Democrats’ prospects are better in the House, where most analysts say odds are that they win at least the 23 seats needed to flip control.
The key House races are playing out in territory that is less friendly to Mr. Trump than the Senate, where more than two-thirds of the seats up for re-election are held by Democrats, including a number of seats in states that Mr. Trump carried by at least 20 percentage points.
Democrats say they can defend those seats, but Sen. Chris Van Hollen of Maryland, chairman of the Democratic Senatorial Campaign Committee, wouldn’t predict enough wins to give his party a majority.
“I am optimistic that we are going to see a big turnout,” Mr. Van Hollen said Thursday at a forum sponsored by The Washington Post. “I am not going to make any predictions for this reason. It entirely depends on turnout.”
The biggest hurdle to his hopes is North Dakota, where a poll this week showed Sen. Heidi Heitkamp trailing her Republican challenger, Rep. Kevin Cramer, by 16 points.
Mr. Henson, who conducted the survey, said the results showed another sign that the Kavanaugh battle had accelerated the typical partisan tendencies of voters who tune in late in the electoral season.
“We are not seeing evidence of enough of a groundswell to move things in a Democratic direction,” he said.
That’s also true in Texas.
Rep. Beto O’Rourke outperformed early expectations. He entranced liberals, who poured cash into his campaign hoping he could oust Republican Sen. Ted Cruz.
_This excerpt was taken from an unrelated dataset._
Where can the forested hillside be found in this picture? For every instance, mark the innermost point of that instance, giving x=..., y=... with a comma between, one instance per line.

But most polling shows Mr. Cruz with a small but persistent advantage, raising questions about how many more supporters Mr. O’Rourke can find in the Republican-dominated state.
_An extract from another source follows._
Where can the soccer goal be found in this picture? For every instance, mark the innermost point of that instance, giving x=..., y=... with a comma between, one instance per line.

“Any Democrat running in Texas starts down by about two touchdowns,” said Mark P. Jones, a political science professor at Rice University in Houston. “O’Rourke has cut that gap from a two-touchdown advantage to a one-touchdown advantage, but that is where he hit the wall.”
The good news for Democrats is that they appear poised to defend Senate seats in Ohio, Michigan, Pennsylvania and Wisconsin. Also, in a bit of a surprise, Sen. Joe Manchin III is well-positioned to win re-election in West Virginia.
The bad news for the party is that incumbents are in tight races in Indiana, Florida, Missouri and Montana.
In Missouri, Sen. Claire McCaskill’s re-election race against state Attorney General Josh Hawley is so close that she started running a radio ad in which a supporter assures listeners she is “not one of those crazy Democrats.”
The race for the open seat in Arizona between Reps. Kyrsten Sinema and Martha McSally is still considered jump ball.
Ms. Sinema, the Democrat, needs to win an overwhelming percentage of independents and see a massive Democratic turnout to counter Arizona’s Republican registration advantage.
Mike Noble, a pollster with OH Predictive Insights, said early voting totals instead mirror historic midterm turnout levels in the state, which would give Republicans a double-digit edge.
“Here in Arizona, we are currently not seeing the effect of the blue wave as many have been speculating,” Mr. Noble said.
Prognosticators also see the Nevada contest between Sen. Dean Heller and his Democratic challenger, Rep. Jacky Rosen, as a toss-up, though the latest three polls this month all showed the Republican with a lead.
Mr. Van Hollen said the early voting in Nevada could bode well for Ms. Rosen, but Carl Bunce, chairman of the Clark County Republican Party had a different take.
“The current turnout indicates no blue wave of any kind unless Democrats turn out in higher numbers than Republicans on Election Day, which would be against precedent,” Mr. Bunce said.
⦁ S.A. Miller contributed to this report.